The delay affects certain drugs, such as those that are injected or inhaled, and responds to a request from drug industry groups for more time.
On Jan. 21, the Centers for Medicare & Medicaid Services released the final rule on outpatient drugs (CMS-2345-FC; RIN 0938-AQ41) . The final rule implements provisions in the Affordable Care Act, which revised the formula for reimbursing pharmacies for generic and multiple-source drugs in Medicaid by using the average manufacturer price (AMP) to set the federal upper limit or FUL. FUL, a type of cost-containment strategy, is the maximum Medicaid reimbursement rate for multiple-source drugs.
The final rule establishes a definition of AMP for so-called 5i drugs: inhalation, infusion, instilled, implanted or injectable drugs. This part of the final rule was set to take effect on April 1, but the CMS said in a March 31 announcement that it has delayed the effective date until July 1.
The CMS said in its March 31 statement that “it is our understanding that the greatest challenges for manufacturers” related to determining the AMP for 5i drugs “that are not generally dispensed through retail community pharmacies.”

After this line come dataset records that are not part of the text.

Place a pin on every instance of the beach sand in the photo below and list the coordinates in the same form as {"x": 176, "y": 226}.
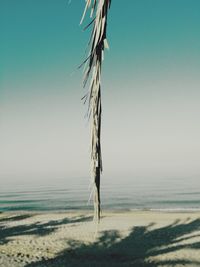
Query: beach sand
{"x": 139, "y": 238}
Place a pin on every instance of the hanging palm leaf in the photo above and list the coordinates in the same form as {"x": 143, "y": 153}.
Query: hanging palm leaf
{"x": 93, "y": 63}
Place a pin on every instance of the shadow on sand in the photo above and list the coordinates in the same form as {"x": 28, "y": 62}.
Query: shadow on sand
{"x": 37, "y": 228}
{"x": 134, "y": 250}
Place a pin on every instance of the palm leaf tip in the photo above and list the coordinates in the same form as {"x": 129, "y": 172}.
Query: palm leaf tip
{"x": 97, "y": 44}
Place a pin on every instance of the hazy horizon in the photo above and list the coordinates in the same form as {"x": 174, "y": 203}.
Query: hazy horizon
{"x": 150, "y": 87}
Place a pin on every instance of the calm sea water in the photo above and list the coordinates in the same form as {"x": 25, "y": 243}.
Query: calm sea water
{"x": 117, "y": 194}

The Pharmaceutical Research and Manufacturers of America (PhRMA) and the Biotechnology Innovation Organization (BIO) requested the extension of the effective date in a Feb. 26 letter to the CMS, saying the extension was needed to “give manufacturers enough time to take the steps necessary to calculate Medicaid rebates according to the final rule's requirements.”
Stephanie Trunk, of Arent Fox LLP in Washington, told Bloomberg BNA in an April 5 e-mail that the CMS “is delaying the effective date for a very limited portion of the final AMP rule related to the implementation of changes to the AMP calculation for 5i drugs that are not generally dispensed at retail.”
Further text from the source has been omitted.